Cooking Instructions:

  1. Clean fish by removing its gills and guts then slice to serving pieces. Season with salt.
  2. In a skillet, heat oil and fry the fish half cooked about 3 minutes each side (depending on the thickness of the fish slices). When done, turn off heat and remove the fish. Reduce oil to about 2 tbsp. for the sauce.
  3. Reheat the pan then add the garlic and ginger. Saute for about 2 minutes until soft and fragrant then add the onions. Cook until onions are translucent.
  4. Adjust the heat to low and then add the coconut milk with gentle stirring. Simmer for about 5 minutes then add the vinegar, at this point, do not stir. Let it simmer for another 3 minutes.
  5. Adjust thickness of sauce by slowly adding water up to desired consistency. Drop the whole green chilies and the chopped hot chili.  Adjust taste with salt and pepper.
  6. Put back the fried fish into the pan, simmer for another 7 to 10 minutes (turn over the fish  to coat both sides).
  7. Turn off heat. Transfer into a serving plate and serve with hot rice and enjoy!

Tuna Steak

This is my first try to cook tuna fish. I decided to try tuna as it looks fresh and price is a bit cheaper than the some of the big fishes that I used to buy.  Since I’m not so used to cooking this kind of fish I just did some simple steps to cook it and I  called the finished dish as Tuna Steak. Hurray! It’s meaty and turned out to be delectable, try this recipe…with my cooking instincts and good taste I bet you’ll like it too!









  • 1 medium size fresh tuna fish or half size of a big tuna (about 1 kg.)
  • 4 tablespoon vinegar
  • 1 teaspoon salt
  • 6 cloves garlic; crushed
  • 1/2 teaspoon ground pepper
  • 1/2 cup cooking oil (for frying and sauteing)
  • 1/2 cup soy sauce
  • 1 pc. lemon; juiced
  • 1 pc. large onion; sliced into rings
  • a pinch of msg to taste (optional)

Cooking Instructions:

  1. Cut the fish into slices and boiled slightly in vinegar, garlic, pepper and salt to remove the bad odor or ‘lansa’.
  2. Fry the slices after removing it in the vinegar boiled mixture.
  3. Sautee garlic, add soy sauce, msg and drops of lemon to give a lemony aroma and taste. Add fried tuna and simmer for at least 2 minutes.
  4. Add onion slices and serve hot with steamed rice.

Beef Steak (Bistek)

Beef Steak is one of the most favorite and popular Filipino easy to do dish. A tender cut of beef is sliced thinly and marinated with lemon juice and soy sauce for at least an hour or longer. You can try the below recipe and leave comments or suggestions if you wish to …
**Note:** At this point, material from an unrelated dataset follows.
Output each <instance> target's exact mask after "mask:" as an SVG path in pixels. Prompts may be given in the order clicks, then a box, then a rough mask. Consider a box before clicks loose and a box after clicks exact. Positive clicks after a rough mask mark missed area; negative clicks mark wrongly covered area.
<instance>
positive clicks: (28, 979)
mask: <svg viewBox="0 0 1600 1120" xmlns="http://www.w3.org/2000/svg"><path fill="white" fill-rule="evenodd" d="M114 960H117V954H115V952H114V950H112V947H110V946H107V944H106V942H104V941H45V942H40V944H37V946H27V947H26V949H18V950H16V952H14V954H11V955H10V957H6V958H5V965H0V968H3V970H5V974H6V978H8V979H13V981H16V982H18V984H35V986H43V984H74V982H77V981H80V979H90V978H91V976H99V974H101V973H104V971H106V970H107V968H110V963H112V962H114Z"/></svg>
  •  3/4 kilo tender pork or beef steaks, sliced
  • 1 tablespoon kalamansi or lemon juice
  • 1/2 cup tablespoons soy sauce
  • 3 cloves of garlic
  • 1/2 teaspoon ground black pepper
  • 1/2 cup onions, sliced in rings
  • 4 tablespoons cooking oil
  •  msg. to taste (optional)

Cooking Instructions:

  1. Marinate the beef slices in kalamansi (lemon) juice, garlic, soy sauce and pepper for 30 minutes.
  2.  In a frying pan, add cooking oil. Add beef including the marinade and cook slow until done.
  3.  Increase heat for a minute or two to brown steaks.
  4. Add the sliced onions, msg. if desired and continue to cook for another minute.
  5.  Serve on a platter including the oil and sauce.
  6.  Best serve with hot plain rice.